What is a Neuron? — ML Course

Inspired by the Brain

The human brain contains ~86 billion neurons. Each neuron:

Receives signals from other neurons (inputs)
Adds them up (weighted sum)
Fires or doesn’t fire based on the total (activation)

Artificial neural networks mimic this structure.

The Artificial Neuron (Perceptron)

An artificial neuron computes:

$z = w_1 x_1 + w_2 x_2 + \cdots + w_n x_n + b$

$\text{output} = \text{activation}(z)$

Where:

$x_1, x_2, \ldots, x_n$ = inputs (features)
$w_1, w_2, \ldots, w_n$ = weights (how much each input matters)
$b$ = bias (offset)
activation = a function that transforms $z$ into the output

import numpy as np

def neuron(inputs, weights, bias, activation="relu"):
    # Step 1: Weighted sum
    z = np.dot(inputs, weights) + bias
    
    # Step 2: Apply activation
    if activation == "relu":
        return max(0, z)
    elif activation == "sigmoid":
        return 1 / (1 + np.exp(-z))
    elif activation == "tanh":
        return np.tanh(z)
    else:
        return z  # linear

# Example: detect if a tumor is malignant
# Input features: [cell_size, cell_shape, clump_thickness]
inputs  = np.array([0.8, 0.7, 0.9])
weights = np.array([0.5, 0.3, 0.2])
bias    = -0.4

z      = np.dot(inputs, weights) + bias
output = 1 / (1 + np.exp(-z))   # sigmoid
print(f"z = {z:.4f}")
print(f"Output (probability of malignant): {output:.4f}")

Activation Functions

The activation function is what makes neural networks powerful. Without it, a stack of neurons is just linear regression.
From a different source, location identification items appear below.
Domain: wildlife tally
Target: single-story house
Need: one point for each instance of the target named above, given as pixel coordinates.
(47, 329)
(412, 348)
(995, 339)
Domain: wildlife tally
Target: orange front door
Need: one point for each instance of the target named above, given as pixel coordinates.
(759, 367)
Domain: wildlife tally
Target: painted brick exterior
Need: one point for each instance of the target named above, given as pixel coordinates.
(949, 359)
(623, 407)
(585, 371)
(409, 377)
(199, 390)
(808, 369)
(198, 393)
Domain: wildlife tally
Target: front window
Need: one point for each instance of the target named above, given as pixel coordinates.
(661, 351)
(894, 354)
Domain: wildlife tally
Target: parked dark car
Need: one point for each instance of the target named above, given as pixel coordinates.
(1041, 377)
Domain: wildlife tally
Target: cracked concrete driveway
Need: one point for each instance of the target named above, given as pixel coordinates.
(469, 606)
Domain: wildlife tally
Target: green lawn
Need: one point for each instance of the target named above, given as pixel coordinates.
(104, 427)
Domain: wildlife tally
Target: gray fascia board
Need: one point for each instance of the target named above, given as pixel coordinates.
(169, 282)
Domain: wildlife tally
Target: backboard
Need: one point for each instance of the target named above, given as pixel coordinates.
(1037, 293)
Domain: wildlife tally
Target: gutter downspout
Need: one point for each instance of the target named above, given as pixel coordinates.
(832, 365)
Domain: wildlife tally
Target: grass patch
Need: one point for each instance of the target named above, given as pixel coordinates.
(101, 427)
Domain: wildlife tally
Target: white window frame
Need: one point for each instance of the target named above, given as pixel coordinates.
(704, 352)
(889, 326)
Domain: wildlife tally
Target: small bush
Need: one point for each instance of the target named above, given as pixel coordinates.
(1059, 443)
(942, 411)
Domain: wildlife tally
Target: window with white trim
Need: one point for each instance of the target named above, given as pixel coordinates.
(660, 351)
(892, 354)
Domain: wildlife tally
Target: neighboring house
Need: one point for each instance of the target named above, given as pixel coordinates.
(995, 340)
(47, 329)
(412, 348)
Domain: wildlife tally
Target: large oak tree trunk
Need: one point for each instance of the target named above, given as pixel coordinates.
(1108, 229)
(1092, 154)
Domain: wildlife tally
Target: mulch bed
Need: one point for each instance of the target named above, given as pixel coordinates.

ReLU (Rectified Linear Unit) — Most Common

$\text{ReLU}(x) = \max(0, x)$

x = np.linspace(-3, 3, 100)

relu = np.maximum(0, x)
# Use for hidden layers — simple, fast, avoids vanishing gradient

Zero for negative inputs, linear for positive
Computationally very cheap
Used in almost all modern deep networks

Sigmoid

$\sigma(x) = \frac{1}{1 + e^{-x}}$

Output in (0, 1) — perfect for binary classification output
Prone to vanishing gradients (problem in deep networks)
Use in the final layer for binary classification

Softmax (for multi-class output)

$\text{softmax}(x_i) = \frac{e^{x_i}}{\sum_j e^{x_j}}$

def softmax(x):
    e_x = np.exp(x - np.max(x))   # numerical stability
    return e_x / e_x.sum()

logits = np.array([2.0, 1.0, 0.5])   # raw outputs for 3 classes
probs  = softmax(logits)
print(probs)   # [0.629, 0.231, 0.140] — sum = 1.0
# → 62.9% probability for class 0, 23.1% for class 1

Comparison

Activation	Range	Used in
ReLU	[0, ∞)	Hidden layers
Sigmoid	(0, 1)	Binary output
Softmax	(0, 1), sum=1	Multi-class output
Tanh	(-1, 1)	RNNs, some hidden layers
Linear	(-∞, ∞)	Regression output

Weights and Learning

Initially, weights are random. During training, the network adjusts them to reduce error:

# Visualize how weight affects output
import matplotlib.pyplot as plt

x = np.linspace(-3, 3, 100)

plt.figure(figsize=(12, 4))
for w in [-2.0, -0.5, 0.5, 2.0]:
    z = w * x                              # single input, no bias
    output = 1 / (1 + np.exp(-z))         # sigmoid output
    plt.plot(x, output, label=f"w={w}")

plt.xlabel("Input x")
plt.ylabel("Output (sigmoid)")
plt.title("Effect of Weight on Neuron Output")
plt.legend()
plt.grid(True, alpha=0.3)
plt.show()

A larger positive weight makes the neuron more sensitive to that input. A negative weight makes the neuron suppress that input.

From One Neuron to a Network

A single neuron can only learn linear patterns (with linear activation) or simple non-linear ones. The real power comes from connecting many neurons in layers:

Input Layer        Hidden Layer 1     Hidden Layer 2     Output Layer
  x₁ ──────┐       ○ ○ ○ ○           ○ ○ ○              ○
  x₂ ──────┼──→    ○ ○ ○ ○    →      ○ ○ ○    →         (prediction)  
  x₃ ──────┘       ○ ○ ○ ○           ○ ○ ○

Each neuron in each layer takes all outputs from the previous layer as inputs. This creates a deep neural network — the key idea behind “deep learning.”

Knowledge Check

A neuron computes z = 0.5×2 + 0.3×3 + (-0.4) = 1.5. After applying ReLU, what is the output?